Consumidores endividados aguardam um Proer das famílias

Noticias

Em Alice no País das Maravilhas a queda enfrentada pela personagem parecia não ter fim. No mundo real, no Brasil, isso também tem acontecido com o consumidor. Fica claro que em 2023 os consumidores necessitarão de algum tipo de refinanciamento de dívidas pessoais, uma espécie de Proer – Programa de Estímulo à Reestruturação e ao Fortalecimento do Sistema Financeiro Nacional – das famílias ou a situação ficará ainda pior. Um em cada quatro brasileiros, apurou a CNI (Confederação Nacional da Indústria), não consegue nem pagar todas as contas básicas do mês. Assim, acreditamos que os consumidores endividados aguardam um Proer das famílias.

O Proer foi adotado após o Plano Real para evitar uma quebradeira em cadeia dos bancos no país. Nesse sentido, também há o Refis (Programa de Recuperação Fiscal), para refinanciamento de dívidas tributárias ou não tributárias de pessoas físicas ou jurídicas para com a União.

Fica claro porque a economia não se recupera: quem deve, compra somente os produtos mais essenciais, como alimentos. E reduz, a cada ida ao supermercado, os itens colocados no carrinho.

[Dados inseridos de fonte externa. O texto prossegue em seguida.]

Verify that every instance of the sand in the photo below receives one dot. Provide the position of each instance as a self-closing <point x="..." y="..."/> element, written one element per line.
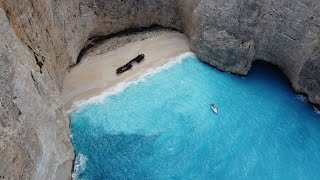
<point x="97" y="71"/>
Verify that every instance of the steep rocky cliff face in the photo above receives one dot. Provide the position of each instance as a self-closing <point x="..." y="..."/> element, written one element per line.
<point x="41" y="38"/>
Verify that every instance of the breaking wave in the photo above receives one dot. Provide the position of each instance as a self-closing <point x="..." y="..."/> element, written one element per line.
<point x="79" y="105"/>
<point x="79" y="166"/>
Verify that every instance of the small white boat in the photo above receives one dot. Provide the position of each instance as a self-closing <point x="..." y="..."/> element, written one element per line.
<point x="214" y="109"/>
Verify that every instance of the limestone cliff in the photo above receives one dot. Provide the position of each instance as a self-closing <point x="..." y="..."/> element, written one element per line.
<point x="41" y="38"/>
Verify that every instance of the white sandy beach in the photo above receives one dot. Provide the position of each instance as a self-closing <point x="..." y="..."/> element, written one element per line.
<point x="97" y="71"/>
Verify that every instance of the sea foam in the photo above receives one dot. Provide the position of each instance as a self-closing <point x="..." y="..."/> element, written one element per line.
<point x="79" y="166"/>
<point x="118" y="88"/>
<point x="316" y="110"/>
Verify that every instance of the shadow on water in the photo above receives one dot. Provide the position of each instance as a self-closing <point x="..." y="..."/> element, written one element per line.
<point x="117" y="156"/>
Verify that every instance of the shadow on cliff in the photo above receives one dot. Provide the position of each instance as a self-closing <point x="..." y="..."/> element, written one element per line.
<point x="95" y="41"/>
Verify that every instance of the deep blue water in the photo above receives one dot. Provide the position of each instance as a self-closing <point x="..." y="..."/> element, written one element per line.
<point x="163" y="128"/>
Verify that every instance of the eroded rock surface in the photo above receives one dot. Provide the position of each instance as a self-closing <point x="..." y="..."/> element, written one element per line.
<point x="40" y="39"/>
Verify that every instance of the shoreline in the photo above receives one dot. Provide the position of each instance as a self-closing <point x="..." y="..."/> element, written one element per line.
<point x="97" y="71"/>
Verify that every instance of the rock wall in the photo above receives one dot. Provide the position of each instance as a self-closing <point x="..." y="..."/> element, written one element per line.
<point x="41" y="38"/>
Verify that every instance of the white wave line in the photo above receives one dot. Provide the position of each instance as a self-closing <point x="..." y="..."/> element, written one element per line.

A pesquisa tem outras constatações terríveis, como a que 34% atrasaram conta de luz e de água, dois itens fundamentais para a subsistência.

Deixar algumas contas para o próximo mês, usar o cheque especial, pagar o mínimo no cartão de crédito – afundando no perigoso rotativo – e recorrer a empréstimos ou ajudas para pagar os boletos compõem um cenário lamentável de endividamento.

Como o cenário ainda é de inflação alta – embora nem de longe ameace se tornar o pesadelo de dois dígitos mensais, como no início dos anos 1990 –, até o fato de 44% contarem que conseguem pagar as contas, mas não sobrar dinheiro algum, representa grave ameaça. A renda familiar não aumenta, então esse aperto pode virar dívida ou incapacidade de comprar o essencial à vida.

A esperança dos que responderam à pesquisa, contudo, é explicável, porque eleições devem trazer novas expectativas para a economia. Mudanças terão de vir para que ossos, pele de frango, soro de leite, arroz e feijão quebrados, e refeições canceladas virem somente uma triste lembrança de dias muito difíceis.

A recuperação da economia passará, obrigatoriamente, pelo prato. Sem segurança alimentar, não há espaço para retomar o consumo de outros itens. Não adianta colocar a culpa na pandemia de coronavírus, na invasão da Ucrânia e na disparada dos preços das commodities.

Análise de culpados pela crise não soluciona as despensas vazias Brasil afora. Segurança alimentar tem de ser o primeiro compromisso de quem pretende governar o Brasil nos próximos quatro anos.